Another solution looking for a problem. Just what is this thing supposed to accomplish? No, I’m not buying the betterment of society nonsense. Musk in particular frightens me with his Neuralink company. Tech has become a monetization platform cloaked as ‘ useful design”. I think it’s become rare that good design is incorporated into these products anymore. Please, Honda retired ASIMO. Let’s leave it that way.
Why do humanoid robots all still walk around like they have to take a dump and they're holding it back? There's something subtle about the lack of hip rotation that seems common with the boston dynamics bipedal robot, and even back to Asimo.
Probably because replicating natural human movement (or any natural movement, really) is incredibly difficult. We have hundreds of muscles interacting in a myriad of ways, and to replicate that motion with a few servos is no small feat. Not that robots aren't capable of realistic motion--Boston Dynamics' bots have shown significant improvement since their inception, and it shows--but it's a long road.
I believe the gate is modeled on Elon's, and that's what you're seeing in this case.
Dancing appears to have been adopted by the industry as a way of showing robots' movements - it would be be dumb of Tesla*not* to have their robot dance. See the Boston Dynamics dance video!
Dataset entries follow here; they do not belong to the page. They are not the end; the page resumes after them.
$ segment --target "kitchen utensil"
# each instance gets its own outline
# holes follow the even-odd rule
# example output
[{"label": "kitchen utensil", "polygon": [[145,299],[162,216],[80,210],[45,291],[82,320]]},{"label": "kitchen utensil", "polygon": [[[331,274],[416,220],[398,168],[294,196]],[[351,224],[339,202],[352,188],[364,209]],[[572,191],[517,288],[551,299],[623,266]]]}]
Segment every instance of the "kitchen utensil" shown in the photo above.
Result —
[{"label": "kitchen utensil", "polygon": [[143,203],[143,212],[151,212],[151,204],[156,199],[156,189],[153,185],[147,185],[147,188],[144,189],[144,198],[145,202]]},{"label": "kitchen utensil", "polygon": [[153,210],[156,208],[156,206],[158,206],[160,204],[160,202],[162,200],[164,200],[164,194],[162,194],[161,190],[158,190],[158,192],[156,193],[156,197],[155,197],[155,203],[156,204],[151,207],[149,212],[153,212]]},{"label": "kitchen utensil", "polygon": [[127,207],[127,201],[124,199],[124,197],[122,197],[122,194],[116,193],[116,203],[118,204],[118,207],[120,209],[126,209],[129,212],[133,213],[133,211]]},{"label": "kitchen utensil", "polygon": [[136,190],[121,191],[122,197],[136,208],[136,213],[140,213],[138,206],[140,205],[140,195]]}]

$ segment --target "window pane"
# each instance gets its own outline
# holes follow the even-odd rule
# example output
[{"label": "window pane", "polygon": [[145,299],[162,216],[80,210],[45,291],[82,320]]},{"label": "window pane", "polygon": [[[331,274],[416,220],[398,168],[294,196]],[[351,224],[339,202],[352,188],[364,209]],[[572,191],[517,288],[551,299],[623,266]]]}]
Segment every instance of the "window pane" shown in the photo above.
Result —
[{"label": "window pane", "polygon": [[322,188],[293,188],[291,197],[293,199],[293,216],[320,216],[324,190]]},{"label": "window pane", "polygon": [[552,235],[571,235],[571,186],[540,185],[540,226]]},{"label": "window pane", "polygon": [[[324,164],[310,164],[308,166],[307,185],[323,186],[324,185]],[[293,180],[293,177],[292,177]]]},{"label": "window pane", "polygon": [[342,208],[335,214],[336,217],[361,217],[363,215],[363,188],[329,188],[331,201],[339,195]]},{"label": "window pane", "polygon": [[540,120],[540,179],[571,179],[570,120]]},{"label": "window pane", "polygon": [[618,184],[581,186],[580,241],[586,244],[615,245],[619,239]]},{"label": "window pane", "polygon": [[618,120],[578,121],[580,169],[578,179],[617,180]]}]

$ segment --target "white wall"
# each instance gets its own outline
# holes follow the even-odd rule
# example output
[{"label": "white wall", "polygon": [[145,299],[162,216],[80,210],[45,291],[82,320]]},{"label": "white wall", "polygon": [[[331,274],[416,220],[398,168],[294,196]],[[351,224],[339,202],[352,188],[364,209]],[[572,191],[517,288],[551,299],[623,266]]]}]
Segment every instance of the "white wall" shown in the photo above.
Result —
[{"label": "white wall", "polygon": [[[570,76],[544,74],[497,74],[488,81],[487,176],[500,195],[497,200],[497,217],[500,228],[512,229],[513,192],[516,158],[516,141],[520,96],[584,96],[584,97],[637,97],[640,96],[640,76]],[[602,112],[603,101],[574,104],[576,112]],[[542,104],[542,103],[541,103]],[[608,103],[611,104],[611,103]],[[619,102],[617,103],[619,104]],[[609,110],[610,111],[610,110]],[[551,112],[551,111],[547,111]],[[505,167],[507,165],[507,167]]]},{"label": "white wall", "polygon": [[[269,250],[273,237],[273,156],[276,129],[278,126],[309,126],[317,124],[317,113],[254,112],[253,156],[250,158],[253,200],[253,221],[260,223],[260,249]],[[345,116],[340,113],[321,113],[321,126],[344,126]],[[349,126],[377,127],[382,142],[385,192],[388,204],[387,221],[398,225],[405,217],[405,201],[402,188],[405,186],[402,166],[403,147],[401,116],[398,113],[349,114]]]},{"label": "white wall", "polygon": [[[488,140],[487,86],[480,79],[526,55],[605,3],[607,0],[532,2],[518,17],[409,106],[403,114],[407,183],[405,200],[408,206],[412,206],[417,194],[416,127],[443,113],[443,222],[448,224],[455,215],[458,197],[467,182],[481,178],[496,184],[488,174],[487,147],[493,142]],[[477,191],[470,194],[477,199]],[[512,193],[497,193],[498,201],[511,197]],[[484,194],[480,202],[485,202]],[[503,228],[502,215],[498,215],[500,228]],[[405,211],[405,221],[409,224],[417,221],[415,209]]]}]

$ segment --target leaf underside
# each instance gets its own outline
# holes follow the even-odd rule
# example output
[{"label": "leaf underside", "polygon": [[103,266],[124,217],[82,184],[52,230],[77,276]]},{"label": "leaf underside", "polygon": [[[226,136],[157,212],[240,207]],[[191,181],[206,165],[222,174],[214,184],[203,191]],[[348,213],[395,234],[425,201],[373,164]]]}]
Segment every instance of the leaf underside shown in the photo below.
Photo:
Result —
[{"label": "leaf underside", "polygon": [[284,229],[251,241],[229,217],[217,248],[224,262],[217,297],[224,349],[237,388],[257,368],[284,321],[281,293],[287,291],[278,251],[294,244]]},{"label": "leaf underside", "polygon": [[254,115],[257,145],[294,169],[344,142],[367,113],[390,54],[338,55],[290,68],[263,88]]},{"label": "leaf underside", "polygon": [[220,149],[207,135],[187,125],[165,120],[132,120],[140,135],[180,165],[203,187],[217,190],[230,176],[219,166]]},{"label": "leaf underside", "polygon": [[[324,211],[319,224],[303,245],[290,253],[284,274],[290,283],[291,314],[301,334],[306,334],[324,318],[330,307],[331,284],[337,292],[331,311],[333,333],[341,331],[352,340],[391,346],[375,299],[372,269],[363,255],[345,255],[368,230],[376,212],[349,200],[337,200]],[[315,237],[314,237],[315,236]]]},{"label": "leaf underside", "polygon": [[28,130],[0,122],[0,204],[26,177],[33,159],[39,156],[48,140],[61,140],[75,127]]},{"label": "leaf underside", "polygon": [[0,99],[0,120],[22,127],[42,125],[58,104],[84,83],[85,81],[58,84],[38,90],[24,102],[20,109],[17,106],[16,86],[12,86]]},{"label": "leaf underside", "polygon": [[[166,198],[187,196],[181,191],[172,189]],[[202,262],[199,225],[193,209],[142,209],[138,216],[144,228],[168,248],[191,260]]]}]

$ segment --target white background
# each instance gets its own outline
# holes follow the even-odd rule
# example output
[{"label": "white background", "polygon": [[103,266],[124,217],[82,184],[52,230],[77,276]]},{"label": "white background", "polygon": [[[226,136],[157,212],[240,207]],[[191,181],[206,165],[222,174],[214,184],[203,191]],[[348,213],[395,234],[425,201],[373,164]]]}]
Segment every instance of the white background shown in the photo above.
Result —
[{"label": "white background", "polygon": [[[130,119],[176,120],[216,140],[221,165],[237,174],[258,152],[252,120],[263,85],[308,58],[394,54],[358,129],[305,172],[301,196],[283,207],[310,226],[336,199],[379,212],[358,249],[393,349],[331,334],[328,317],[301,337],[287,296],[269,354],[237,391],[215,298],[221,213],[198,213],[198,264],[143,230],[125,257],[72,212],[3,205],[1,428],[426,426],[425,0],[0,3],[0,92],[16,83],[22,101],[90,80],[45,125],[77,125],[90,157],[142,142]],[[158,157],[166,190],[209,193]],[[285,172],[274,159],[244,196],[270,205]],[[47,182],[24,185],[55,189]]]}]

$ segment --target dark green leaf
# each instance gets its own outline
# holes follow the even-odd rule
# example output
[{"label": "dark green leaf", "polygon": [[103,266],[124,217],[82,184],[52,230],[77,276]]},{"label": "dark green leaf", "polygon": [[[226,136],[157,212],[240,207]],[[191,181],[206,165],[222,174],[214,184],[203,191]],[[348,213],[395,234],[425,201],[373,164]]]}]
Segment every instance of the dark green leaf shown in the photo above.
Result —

I have a more general question: why do people design robots to be humanoid? A robot should be optimized for the task or set of tasks it is intended to perform In almost no cases does this require a humanoid shape. It is misplaced anthropomorphism, taking your design requirements from sci fi books and movies.
Exactly. There's no reason to develop bipedal human robots to navigate a flat warehouse which is going to be 99% of the use cases.
"taking your design requirements from sci fi" Far too many tech bros do this, it's the entire reason the flying car scam pops up in a 24 month cycle.
People design the environment to suit people. A humanoid robot can fit and function in the same environments without any special considerations.